The temperature of the processed materials is between ≈ 400 and 1200℃, which means that the tools must be sufficiently cooled. The longer the contact time and the shorter the relative cooling time, the more the surface temperature of the tools approaches the workpiece temperatures. The contact time ranges from milliseconds in hammer dies and wire rolls to minutes in hot extrusion.

In order to ensure high tool life and productivity tool steels for such applications must therefore withstand not only the general mechanical and abrasive stresses that occur in tool steels, but also high alternating thermal stresses.

The most important properties required of hot work tool steels are e.g. hot strength and hot toughness for fracture resistance and resistance to deformation and hot wear. High temper resistance provides resistance to softening at high temperatures. Thermal shock resistance prevents the early formation of thermal fatigue cracks, so-called heat checkings due to the cyclic loads.
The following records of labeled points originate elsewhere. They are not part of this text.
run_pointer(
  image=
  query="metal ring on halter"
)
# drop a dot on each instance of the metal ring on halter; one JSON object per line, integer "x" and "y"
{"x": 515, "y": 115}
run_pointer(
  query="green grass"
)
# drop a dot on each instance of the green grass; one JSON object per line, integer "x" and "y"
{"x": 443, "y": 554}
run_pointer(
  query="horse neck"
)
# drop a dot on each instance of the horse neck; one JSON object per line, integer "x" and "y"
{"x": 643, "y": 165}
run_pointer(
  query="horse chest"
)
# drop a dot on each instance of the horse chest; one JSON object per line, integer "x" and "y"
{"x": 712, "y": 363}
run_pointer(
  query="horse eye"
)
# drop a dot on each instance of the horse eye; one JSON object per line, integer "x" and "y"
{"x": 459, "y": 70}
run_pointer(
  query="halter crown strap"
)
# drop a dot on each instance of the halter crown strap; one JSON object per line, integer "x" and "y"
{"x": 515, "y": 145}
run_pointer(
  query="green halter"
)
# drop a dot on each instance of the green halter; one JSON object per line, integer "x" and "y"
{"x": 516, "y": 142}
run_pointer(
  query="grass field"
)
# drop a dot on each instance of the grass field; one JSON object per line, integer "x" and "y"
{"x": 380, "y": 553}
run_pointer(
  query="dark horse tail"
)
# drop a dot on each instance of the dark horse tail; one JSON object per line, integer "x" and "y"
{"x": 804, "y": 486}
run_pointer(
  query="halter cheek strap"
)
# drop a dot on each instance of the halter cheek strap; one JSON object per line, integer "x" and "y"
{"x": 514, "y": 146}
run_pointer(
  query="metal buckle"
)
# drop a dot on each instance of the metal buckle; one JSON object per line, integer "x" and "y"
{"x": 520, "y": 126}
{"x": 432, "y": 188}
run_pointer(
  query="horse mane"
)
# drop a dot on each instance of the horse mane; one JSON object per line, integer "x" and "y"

These properties are largely determined by metallurgical characteristics and are thus already set during the melting and forming process of the hot work steel. Of course, a high-quality final heat treatment of the tools also plays a major role.

Depending on the temperature stress, hot-work tool steels and high-strength heat-treatable steels with or without pronounced secondary hardness are used. The most commonly used types of steel are tool steels from the group of 3% and 5% CrMoV steels with C contents around 0.4% and varying contents of Mo and V.
Special hot work steels with the highest hot strength and tempering resistance can also be alloyed with high contents of Co. Low-C maraging steels based on a NiCoMoTi alloy system are also used for particularly highly stressed mould inserts.
Special manufacturing methods and processes, such as diffusion annealing, structural treatment (BÖHLER ISODISC grade), electroslag remelting (BÖHLER ISOBLOC grade) or vacuum arc remelting (BÖHLER VMR grade) make it possible to achieve high purity and microhomogeneity and thus decisively improve the fracture resistance and fire crack resistance of these high-performance steels.

Preferred applications of hot work steels are tools for hot forming of light metals and steel such as forging, extrusion, die casting, hot shearing, but also in plastics processing. For very high temperatures, heat-resistant and scale-resistant austenitic steels and nickel-based alloys are also possible, which have less tendency to diffusion-dependent creep due to the alloy composition.